The unsuspecting diners are Violet (Meghann Fahy), a widowed therapist with a traumatic past, and Henry (Brandon Sklenar), a hunky photographer with a debatable future. After three months of skittish texting, Violet has finally agreed to meet Henry in person at a luxury restaurant atop a Chicago skyscraper. And just as she’s overcoming her first-date jitters — and the dizzying view from their window table — her phone beeps: Someone is sending anonymous, increasingly menacing messages using an AirDrop-style app that only operates within 50 feet. It would be easier to identify the culprit if every one of their fellow diners were not also staring at their phones.
Like a Jenga tower with half the pieces removed, Jillian Jacobs and Chris Roach’s wobbly script grows more preposterous by the minute. (Not least because no woman as cautious as Violet would be this careless with her phone’s privacy settings.) Which doesn’t mean that “Drop” isn’t fun: Park your left brain at the door and enjoy Ben Baudhuin’s snappy editing, Marc Spicer’s glowing, gliding images and the easy chemistry between the two leads. The mood might be more ick than eek, but Fahy is wickedly entertaining as a woman casting around for an escape from her online tormentor — if she fails to obey his commands, the sister and young son she left at home will be murdered — and charming the seemingly saintly Henry into finishing a date with someone he must believe to be at least a little nuts.

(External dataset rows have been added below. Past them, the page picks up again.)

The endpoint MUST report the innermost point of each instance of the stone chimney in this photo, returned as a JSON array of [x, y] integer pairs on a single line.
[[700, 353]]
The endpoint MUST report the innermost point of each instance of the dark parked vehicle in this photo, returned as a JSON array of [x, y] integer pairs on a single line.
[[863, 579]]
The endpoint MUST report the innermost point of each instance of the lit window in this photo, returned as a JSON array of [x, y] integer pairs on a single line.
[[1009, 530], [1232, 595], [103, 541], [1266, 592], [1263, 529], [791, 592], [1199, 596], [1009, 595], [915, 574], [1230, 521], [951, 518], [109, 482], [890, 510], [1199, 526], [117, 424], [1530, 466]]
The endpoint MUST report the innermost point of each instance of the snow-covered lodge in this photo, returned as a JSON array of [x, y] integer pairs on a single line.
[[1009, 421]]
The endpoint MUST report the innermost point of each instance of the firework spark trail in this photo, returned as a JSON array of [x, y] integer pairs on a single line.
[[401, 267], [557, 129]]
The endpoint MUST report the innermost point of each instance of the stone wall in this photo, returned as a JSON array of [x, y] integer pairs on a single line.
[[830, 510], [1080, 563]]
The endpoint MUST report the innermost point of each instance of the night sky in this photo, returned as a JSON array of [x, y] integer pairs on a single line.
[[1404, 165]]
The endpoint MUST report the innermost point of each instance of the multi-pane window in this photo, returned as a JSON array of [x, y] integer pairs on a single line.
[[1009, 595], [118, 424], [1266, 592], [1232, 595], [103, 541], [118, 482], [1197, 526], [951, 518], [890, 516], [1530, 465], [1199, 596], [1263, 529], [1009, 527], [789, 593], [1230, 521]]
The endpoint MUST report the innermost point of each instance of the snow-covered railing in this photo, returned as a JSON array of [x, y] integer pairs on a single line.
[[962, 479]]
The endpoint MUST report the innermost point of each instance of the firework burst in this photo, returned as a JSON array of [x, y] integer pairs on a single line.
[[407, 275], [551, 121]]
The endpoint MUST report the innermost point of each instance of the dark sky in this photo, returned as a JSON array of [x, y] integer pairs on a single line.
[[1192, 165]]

While reprising the kicky, repetitive style that drove “Happy Death Day” in 2017 and, two years later, its less compelling sequel, the director Christopher Landon diverts us with visual gimmicks. Cell messages splay across the screen and inside a bathroom stall, and a shoal of brunette herrings swim through the movie. Apparently, almost every man in Chicago — including Violet’s date, her meter reader and a random encounter at the bar — sports brown hair and a beard. Just like her unidentified attacker in the film’s opening scene.
Fortified by a handful of solid supporting players (like Jeffery Self as a wildly oversharing server), “Drop” is pleasantly silly and minimally suspenseful. And when, in an utterly bonkers final section, the soothing sounds of upscale dining skid into a convulsion of action and last-minute plot dumping, your expression may mirror that of poor, baffled Henry.
Yet Sklenar — who, after last year’s “It Ends With Us,” is carving a niche for himself as a soft landing for traumatized women — is, like a perfect zabaglione, hot and sweet in a role that demands little more. After witnessing Violet’s jittery table changes and multiple bathroom breaks, he seems only minimally vexed, and never once inquires if she has a urinary tract infection. Now that’s a keeper.
Drop
Rated PG-13. Blood is spilled and a babysitter is stabbed. Running time: 1 hour 40 minutes. In theaters.